The Nashville-based singer and songwriter had traveled to Los Angeles to record the followup to her album “Weird Faith,” which came out in early 2024 and would go on to earn two Grammy nominations, including one for a beautifully bummed-out duet with her friend Kacey Musgraves. But after three or four days of work in the studio, Diaz became sick just as the Dodgers were battling the Mets in last October's National League Championship Series.

“I could literally see the stadium lights — there were drones everywhere and people honking and lighting things on fire,” she recalls. “I was just like, Why, L.A.—why?”

Her suffering in a city she once called home was worth it: “Fatal Optimist,” the LP that Diaz eventually completed in time to release in October and just ahead of the Dodgers’ second consecutive World Series title, is one of 2025's most gripping — a bravely stripped-down set of songs about heartbreak and renewal arranged for little more than Diaz's confiding voice and her folky acoustic guitar.

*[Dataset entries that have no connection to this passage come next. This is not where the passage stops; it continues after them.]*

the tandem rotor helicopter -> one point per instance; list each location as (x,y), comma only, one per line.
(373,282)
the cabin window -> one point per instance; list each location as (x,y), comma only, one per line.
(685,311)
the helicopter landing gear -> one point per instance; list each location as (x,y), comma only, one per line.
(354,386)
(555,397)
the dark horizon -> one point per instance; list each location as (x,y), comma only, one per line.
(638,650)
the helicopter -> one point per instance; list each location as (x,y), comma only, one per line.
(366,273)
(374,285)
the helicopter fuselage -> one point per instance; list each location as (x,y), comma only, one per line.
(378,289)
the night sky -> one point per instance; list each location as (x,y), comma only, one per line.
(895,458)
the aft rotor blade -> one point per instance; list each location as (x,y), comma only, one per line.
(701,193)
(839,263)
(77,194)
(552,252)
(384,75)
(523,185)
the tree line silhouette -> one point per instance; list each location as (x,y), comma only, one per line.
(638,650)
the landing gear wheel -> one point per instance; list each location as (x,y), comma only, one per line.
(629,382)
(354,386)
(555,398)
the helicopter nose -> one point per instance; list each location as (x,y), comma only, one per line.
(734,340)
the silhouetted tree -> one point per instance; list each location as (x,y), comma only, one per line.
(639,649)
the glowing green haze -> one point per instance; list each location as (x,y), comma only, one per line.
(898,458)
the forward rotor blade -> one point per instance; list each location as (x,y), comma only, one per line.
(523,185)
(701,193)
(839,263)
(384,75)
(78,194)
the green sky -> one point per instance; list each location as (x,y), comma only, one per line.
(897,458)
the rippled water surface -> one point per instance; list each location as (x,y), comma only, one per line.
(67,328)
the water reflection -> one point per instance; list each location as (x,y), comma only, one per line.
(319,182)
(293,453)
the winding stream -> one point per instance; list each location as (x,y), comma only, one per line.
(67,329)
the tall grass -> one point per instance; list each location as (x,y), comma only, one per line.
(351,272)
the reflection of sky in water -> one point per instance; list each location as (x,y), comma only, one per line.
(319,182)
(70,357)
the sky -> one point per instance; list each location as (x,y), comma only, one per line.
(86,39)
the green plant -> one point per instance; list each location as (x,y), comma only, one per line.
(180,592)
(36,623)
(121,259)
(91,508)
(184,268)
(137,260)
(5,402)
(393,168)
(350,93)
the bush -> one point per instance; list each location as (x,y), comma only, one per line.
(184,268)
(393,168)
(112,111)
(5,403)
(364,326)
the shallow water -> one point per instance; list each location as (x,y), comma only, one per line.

In the album’s opener, “Hope Less,” she wonders how far she might be willing to go to accommodate a lover's neglect; “Good Liar” examines the self-deception necessary to keep putting up with it. Yet Diaz also thinks through the harm she's doled out, as in “Flirting” (“I can’t change what happened, the moment was just what it was / Nothing to me, something to you”).

And then there’s the gutting “Heavy Metal,” in which she acknowledges that enduring the pain of a breakup has prepared her to deal with the inevitability of the next one.